Две с половиной тысячи колонистов — достаточно много для того, чтобы начать процесс преобразования мира для нужд человека. И в то же время достаточно мало. Так что в случае их гибели СК может утереть слезы и быстренько двинуться дальше. И кстати, проливание слез совершенно не обязательно. Довольно пикантное положение — быть одновременно и критиком, и расходным материалом, который человечество использует для заселения звезд.
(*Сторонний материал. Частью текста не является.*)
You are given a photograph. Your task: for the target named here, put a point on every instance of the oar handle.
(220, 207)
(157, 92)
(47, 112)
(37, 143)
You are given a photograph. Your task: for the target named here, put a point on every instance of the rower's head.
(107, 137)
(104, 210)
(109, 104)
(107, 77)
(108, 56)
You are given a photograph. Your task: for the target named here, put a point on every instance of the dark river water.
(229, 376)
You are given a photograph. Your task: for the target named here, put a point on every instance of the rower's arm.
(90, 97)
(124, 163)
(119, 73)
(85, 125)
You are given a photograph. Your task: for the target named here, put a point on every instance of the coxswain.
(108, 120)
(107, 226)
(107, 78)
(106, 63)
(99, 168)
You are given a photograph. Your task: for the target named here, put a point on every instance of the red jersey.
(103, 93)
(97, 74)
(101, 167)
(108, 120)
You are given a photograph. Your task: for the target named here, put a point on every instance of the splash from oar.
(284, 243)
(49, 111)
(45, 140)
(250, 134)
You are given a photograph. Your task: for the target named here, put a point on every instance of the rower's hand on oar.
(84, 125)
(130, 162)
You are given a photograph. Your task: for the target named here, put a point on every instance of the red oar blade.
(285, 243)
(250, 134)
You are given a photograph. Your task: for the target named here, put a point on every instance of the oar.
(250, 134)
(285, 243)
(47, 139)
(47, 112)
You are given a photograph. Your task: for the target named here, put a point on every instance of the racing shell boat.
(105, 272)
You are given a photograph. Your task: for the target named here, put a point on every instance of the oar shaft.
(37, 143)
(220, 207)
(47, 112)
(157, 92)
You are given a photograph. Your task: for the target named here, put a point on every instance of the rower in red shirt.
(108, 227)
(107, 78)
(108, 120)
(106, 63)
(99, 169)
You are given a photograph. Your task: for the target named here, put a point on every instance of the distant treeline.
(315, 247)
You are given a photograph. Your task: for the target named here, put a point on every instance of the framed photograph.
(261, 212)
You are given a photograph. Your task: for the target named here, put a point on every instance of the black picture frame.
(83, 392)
Если уж говорить начистоту, пожалуй, для нас с Джейн было бы умнее остаться на Гекльберри.
* * *
— Ладно, сдаюсь. — Я показал пальцем на громадный контейнер, который затаскивали в грузовой отсек «Фердинанда Магеллана». — Признавайтесь, что там такое?Альдо Ферро, грузовой помощник капитана, проверил декларацию на экране своей ЭЗК.
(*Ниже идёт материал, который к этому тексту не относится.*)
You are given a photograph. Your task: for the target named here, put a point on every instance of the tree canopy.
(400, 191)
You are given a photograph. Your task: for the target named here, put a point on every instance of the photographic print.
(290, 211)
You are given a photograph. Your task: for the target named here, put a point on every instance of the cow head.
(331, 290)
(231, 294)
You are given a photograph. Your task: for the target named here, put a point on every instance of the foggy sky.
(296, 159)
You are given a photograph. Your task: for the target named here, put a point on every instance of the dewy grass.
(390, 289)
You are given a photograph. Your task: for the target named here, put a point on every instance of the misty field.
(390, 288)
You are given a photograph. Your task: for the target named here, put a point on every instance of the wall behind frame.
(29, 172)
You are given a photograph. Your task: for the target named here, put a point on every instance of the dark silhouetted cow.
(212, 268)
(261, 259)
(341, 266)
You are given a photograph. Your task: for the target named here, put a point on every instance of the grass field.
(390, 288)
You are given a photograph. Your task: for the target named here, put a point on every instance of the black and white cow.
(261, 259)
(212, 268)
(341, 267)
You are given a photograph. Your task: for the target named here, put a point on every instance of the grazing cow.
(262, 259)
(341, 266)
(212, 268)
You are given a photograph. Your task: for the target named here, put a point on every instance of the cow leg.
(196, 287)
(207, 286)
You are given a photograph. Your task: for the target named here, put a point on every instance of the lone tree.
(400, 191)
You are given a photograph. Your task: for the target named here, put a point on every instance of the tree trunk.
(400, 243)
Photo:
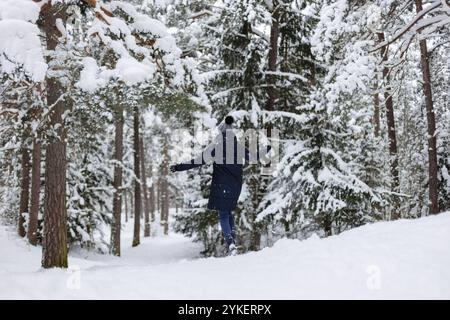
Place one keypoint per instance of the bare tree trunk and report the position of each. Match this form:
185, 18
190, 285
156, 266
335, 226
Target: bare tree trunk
35, 192
433, 181
117, 184
131, 205
152, 195
158, 195
24, 190
376, 111
165, 189
137, 183
54, 253
273, 57
390, 120
144, 190
125, 199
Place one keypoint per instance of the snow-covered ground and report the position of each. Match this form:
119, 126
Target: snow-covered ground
403, 259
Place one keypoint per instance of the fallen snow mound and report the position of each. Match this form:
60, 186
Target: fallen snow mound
405, 259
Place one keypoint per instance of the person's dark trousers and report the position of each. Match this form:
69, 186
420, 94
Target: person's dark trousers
227, 225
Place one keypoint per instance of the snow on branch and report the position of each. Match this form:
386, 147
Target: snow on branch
441, 16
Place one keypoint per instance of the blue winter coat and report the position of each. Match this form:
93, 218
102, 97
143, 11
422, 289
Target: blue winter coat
226, 182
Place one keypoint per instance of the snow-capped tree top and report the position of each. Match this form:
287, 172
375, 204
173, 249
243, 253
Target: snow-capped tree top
20, 46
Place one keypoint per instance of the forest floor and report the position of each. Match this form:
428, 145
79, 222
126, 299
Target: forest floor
406, 259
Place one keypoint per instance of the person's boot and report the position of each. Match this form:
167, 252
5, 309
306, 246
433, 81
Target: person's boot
232, 249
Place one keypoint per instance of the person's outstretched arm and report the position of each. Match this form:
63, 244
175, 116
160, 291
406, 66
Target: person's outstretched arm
203, 158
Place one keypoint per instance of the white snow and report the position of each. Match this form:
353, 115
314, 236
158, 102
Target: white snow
406, 259
20, 46
25, 10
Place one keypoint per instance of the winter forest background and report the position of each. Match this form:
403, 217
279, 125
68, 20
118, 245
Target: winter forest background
93, 91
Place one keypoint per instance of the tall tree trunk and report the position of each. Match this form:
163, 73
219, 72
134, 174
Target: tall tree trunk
165, 189
158, 195
431, 123
390, 120
152, 195
35, 192
144, 190
273, 57
376, 110
117, 184
54, 253
125, 199
137, 183
24, 190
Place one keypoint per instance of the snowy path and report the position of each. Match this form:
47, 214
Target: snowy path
402, 259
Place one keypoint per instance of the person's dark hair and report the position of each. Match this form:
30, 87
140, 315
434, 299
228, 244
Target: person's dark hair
229, 120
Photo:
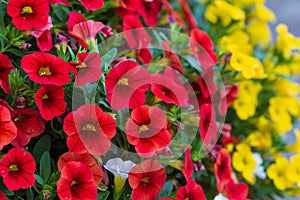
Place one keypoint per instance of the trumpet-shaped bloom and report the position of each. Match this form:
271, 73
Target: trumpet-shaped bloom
5, 68
203, 48
126, 85
85, 158
50, 101
244, 162
147, 130
8, 128
76, 182
146, 180
28, 123
17, 168
46, 68
279, 174
87, 69
87, 128
28, 14
222, 169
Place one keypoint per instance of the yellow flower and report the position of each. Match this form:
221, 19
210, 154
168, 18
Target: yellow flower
221, 11
295, 147
238, 38
278, 173
244, 162
246, 102
286, 87
281, 108
294, 169
260, 140
249, 66
259, 32
262, 13
286, 42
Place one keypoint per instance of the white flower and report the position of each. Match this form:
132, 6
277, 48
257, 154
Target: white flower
220, 197
259, 170
119, 167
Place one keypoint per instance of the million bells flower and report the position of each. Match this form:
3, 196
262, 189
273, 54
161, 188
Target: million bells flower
17, 168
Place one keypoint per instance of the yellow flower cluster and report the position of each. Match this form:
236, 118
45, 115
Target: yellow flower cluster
244, 162
245, 104
284, 173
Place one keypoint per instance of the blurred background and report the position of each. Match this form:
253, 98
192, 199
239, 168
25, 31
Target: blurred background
286, 11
— В том, на который вы показываете, центрифуги для завода по переработке сточных вод вашей колонии. А вот это, — он указал на длинный ряд контейнеров, ждущих своей очереди, — канализационные трубы, перегниватели и конвейеры для отходов.
— Мне и самому не хотелось бы копать на Роаноке выгребные ямы. Я предпочитаю теплый клозет.
— Дело тут вовсе не в комфорте, — серьезно пояснил Ферро. — Вы отправляетесь на планету шестого класса, экологическая система которой полностью несовместима с нами. Вам потребуется все удобрение, какое вы будете в состоянии получить. Эта система переработки отходов будет потреблять все биологические продукты вашей жизнедеятельности — от мочи до трупов — и вырабатывать из них стерильный компост для ваших полей. Это, пожалуй, самая важная вещь из всего, что вписано в декларацию для этого трюма. Вы уж постарайтесь не сломать ее.
Я улыбнулся.
— Похоже, вы хорошо разбираетесь в канализации.